When I was a little girl, I was allowed to go with my Dad fishing the trout streams around Llanddewi Brefi, a blonde dot trailing after him with a blue and white rod. I fell in the water so often I was eventually banned, health and safety were never invoked, but scaring the brownies away was a cardinal sin. I relived the unexpected cold of that water, and sighed again over my Pa’s obsession as I read How I Came to Know Fish, Ota Pavel’s memoir of pre-war Czechosolovakia. The book reads as a tribute to his father and a childhood spent learning to see the beauty of his homeland. But this is also a celebration of the abundant carp they fished out on their expeditions together and the freedom from worry and hunger that gave them.

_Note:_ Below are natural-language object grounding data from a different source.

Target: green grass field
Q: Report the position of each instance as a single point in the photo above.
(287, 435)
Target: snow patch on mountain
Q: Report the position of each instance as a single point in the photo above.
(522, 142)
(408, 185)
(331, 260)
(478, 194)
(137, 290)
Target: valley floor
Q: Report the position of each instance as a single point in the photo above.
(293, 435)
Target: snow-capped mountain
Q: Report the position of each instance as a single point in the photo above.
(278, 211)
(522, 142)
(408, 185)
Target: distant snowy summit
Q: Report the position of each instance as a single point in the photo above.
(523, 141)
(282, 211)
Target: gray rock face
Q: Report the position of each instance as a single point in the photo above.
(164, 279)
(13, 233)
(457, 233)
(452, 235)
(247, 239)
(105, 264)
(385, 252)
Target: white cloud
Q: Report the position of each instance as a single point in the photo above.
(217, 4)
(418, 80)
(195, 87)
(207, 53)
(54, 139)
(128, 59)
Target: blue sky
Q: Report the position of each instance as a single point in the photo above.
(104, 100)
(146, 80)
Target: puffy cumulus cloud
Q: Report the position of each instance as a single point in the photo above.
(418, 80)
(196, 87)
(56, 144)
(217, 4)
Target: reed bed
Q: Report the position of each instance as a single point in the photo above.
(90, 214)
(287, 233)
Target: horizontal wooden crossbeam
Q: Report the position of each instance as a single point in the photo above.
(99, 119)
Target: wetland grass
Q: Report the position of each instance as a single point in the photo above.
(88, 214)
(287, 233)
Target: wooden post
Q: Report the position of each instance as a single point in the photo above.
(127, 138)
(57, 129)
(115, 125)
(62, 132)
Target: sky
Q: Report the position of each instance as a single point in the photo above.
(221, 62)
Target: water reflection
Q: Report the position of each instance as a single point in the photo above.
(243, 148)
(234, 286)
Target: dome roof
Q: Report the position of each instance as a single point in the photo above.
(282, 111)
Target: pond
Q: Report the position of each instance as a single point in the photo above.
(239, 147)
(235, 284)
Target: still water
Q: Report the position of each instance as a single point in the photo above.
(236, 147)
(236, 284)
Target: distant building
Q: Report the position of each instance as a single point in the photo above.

The father we meet here is a little bit strange, but also wonderfully familiar to anyone who has known, loved and been exasperated by a fisherman. He sends his tiny son into dangerously high floodwaters after eel, having boasted about his expected catch and too proud to ditch a complicated plan long in the preparation. Although he is scared for his boy, this is not enough to keep him on dry land. The night before he is to be transported to a concentration camp, he is unable to sleep thinking of the fish suffocating under thick ice in his carp pond. Man and boy spend a freezing night releasing them; first lighting a fire on the ice and then bringing them home in heavy sacks. Simultaneously this is an act of love for the fish, and an act of defiance – two fingers to the tyranny of the invading force that had appropriated them. (Although the carp eventually end up doing their bit for Czech independence in a more tangible way when they are distributed into various local cooking pots). When his brothers are sent after their father to concentration camps, the kindness of strangers in a period of near starvation is heartbreaking.
A great part of the enjoyment of the writing is that although we know the child’s affection for his father and Uncle Prosek, the ferryman who taught him to fish, there is also an adult’s awareness of the slightly comical self-importance of these men. Bathos comes to the fore in a long story describing his father’s infatuation with the brassy wife of his boss, and the eventual rejection of this woman as a subject for a painting by his friend Vatislav Nechleba, a sort of early Czech Lucian Freud. In the closing passages before the epilogue, the gently confused old age of his father who fishes sleepily from a boat, unable to see where he has cast his bait, is described with great tenderness. Like any book in translation it would be a great omission to fail to mention that the reason these sentiments flow as clearly from the page as the rivers of the Krivlokat castle region, is thanks to the work of Jindriska Badal and Robert McDowell who translated it from the Czech.
We are left with an impression of nostalgia, but also hopefulness despite the terrible events of the war. This is a great exposition on freedom, celebrated with gorgeous descriptions of pastoral landscapes, as beautiful and lush as any blue remembered hills. Temporally confused in parts, the postmodern arrangement of pieces points up the bewildering times. And in the epilogue detailing the psychiatric meltdown of his early adult years, despite being blunted with psychotropic medication Ota Pavel describes feeling protected from suicide by his memories of and longing for the outdoor life of his childhood. No surprise then that when writing his memoir he must have found time as easily fluid as these lyrically remembered rivers.